Speaker: Farnam Jahanian
Affiliation: Department of EECS, University of Michigan
Time & Place: 4:15 PM, 101 Phillips Hall
Host: Ken Birman
Title: Experimental Study of Internet Stability and Wide-Area Backbone Failures
The Internet has seen an explosive growth in both size and topological complexity, particularly since the end of the NSFNet backbone in 1995. This growth has placed severe strain on the commercial Internet infrastructure.

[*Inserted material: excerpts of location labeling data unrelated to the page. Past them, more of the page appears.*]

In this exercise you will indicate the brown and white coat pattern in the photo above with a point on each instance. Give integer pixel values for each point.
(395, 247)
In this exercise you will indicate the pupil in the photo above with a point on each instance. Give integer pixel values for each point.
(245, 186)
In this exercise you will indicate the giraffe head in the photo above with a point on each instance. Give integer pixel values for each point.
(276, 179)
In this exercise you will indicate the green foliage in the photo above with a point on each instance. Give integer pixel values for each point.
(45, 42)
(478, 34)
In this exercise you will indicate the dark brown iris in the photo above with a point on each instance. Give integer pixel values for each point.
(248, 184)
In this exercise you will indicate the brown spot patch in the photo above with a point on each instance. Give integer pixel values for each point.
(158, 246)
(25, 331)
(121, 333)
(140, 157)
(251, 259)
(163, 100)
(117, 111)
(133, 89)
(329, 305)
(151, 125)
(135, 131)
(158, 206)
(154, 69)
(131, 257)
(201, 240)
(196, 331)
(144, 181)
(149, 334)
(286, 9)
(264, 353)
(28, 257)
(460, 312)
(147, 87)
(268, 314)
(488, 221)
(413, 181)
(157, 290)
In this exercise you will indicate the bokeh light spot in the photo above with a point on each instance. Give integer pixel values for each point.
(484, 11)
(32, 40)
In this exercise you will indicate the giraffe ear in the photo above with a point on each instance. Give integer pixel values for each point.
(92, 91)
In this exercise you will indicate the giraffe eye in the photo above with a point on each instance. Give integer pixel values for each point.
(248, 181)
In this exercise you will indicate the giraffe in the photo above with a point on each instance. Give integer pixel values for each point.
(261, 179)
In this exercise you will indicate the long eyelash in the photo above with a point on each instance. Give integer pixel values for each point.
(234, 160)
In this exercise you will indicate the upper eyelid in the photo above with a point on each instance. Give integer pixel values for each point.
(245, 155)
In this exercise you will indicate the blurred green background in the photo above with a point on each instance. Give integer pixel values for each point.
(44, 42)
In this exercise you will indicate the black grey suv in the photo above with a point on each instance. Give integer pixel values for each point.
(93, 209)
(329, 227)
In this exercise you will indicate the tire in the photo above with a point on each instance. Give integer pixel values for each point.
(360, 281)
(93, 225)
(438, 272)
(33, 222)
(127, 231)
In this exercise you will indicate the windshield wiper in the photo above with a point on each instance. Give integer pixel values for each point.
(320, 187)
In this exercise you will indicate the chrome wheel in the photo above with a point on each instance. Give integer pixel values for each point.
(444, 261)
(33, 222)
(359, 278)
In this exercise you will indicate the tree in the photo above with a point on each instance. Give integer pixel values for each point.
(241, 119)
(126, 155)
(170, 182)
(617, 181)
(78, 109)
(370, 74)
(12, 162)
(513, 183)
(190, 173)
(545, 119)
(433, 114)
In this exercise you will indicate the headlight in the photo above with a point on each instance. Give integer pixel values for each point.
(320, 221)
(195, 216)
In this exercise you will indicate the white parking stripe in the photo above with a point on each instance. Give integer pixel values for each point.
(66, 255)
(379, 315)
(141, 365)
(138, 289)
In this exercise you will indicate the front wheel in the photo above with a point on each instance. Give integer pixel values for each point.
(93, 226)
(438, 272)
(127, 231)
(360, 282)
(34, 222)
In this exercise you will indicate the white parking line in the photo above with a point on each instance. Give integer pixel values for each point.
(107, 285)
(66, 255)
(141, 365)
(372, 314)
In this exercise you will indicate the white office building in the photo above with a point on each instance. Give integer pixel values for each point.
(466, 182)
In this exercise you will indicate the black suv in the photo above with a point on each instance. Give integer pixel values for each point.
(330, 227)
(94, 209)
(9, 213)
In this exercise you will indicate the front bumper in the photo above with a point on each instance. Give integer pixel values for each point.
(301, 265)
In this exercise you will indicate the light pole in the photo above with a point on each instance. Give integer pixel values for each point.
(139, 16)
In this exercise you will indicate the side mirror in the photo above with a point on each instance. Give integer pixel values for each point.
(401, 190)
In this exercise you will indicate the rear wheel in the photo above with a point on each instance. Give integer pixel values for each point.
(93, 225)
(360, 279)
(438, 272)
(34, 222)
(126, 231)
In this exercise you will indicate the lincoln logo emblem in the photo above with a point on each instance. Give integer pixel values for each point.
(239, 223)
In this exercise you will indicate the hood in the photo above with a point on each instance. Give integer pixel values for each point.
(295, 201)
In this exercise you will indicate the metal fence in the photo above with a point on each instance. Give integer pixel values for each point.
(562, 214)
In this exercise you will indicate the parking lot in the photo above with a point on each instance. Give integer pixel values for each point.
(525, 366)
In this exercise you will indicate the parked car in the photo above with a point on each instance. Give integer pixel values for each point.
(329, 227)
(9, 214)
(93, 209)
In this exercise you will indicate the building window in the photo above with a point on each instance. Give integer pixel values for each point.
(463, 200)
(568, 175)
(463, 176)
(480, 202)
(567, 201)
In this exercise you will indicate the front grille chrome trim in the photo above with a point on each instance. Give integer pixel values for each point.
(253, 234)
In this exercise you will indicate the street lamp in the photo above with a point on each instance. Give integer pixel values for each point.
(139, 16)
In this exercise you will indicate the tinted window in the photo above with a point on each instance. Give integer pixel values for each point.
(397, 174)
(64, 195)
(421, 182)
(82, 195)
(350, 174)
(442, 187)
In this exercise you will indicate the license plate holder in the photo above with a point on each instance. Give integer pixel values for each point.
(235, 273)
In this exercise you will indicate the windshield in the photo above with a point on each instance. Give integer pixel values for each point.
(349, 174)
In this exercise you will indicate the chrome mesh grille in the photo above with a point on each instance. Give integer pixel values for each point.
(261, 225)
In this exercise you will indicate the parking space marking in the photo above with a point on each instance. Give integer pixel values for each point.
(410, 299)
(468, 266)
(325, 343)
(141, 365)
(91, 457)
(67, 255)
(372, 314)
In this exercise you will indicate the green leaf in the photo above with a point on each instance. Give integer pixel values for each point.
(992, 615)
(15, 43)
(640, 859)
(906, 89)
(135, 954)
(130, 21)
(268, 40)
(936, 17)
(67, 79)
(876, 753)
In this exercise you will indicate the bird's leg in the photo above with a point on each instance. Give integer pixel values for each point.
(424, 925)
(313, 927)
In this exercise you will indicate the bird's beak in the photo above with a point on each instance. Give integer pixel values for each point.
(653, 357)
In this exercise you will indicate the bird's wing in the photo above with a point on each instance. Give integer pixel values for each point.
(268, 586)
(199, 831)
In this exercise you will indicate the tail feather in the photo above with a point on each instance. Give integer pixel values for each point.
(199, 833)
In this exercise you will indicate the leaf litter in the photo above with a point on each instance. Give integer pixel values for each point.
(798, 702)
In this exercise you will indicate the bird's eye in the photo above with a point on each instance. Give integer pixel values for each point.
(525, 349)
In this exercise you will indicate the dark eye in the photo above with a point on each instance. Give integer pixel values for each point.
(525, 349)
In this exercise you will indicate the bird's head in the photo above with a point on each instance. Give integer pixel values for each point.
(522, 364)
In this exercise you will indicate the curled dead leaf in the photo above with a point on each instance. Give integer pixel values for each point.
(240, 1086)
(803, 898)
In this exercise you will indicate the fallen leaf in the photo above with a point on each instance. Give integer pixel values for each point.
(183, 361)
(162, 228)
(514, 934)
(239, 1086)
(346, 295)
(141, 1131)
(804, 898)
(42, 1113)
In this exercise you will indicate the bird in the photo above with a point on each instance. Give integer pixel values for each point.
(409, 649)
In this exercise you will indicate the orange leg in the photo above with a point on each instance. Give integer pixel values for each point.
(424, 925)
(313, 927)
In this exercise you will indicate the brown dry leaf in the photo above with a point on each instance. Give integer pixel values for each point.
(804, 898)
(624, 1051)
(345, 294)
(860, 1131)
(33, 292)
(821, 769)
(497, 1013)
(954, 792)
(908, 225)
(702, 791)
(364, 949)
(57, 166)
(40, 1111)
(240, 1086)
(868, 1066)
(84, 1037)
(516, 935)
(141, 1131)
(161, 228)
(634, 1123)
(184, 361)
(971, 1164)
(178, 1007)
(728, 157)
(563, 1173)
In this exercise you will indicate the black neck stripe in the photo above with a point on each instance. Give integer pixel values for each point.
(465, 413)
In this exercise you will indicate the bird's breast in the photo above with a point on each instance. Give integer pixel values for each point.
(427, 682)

This talk highlights our findings on stability and availability of the Internet routing infrastructure. This study was conducted as part of a joint project between the University of Michigan and Merit Network, aimed at studying the growth and scalability of the Internet backbone routing infrastructure. This project has been involved in the development and deployment of tools for measurement, analysis and visualization of network performance and routing statistics during the last four years.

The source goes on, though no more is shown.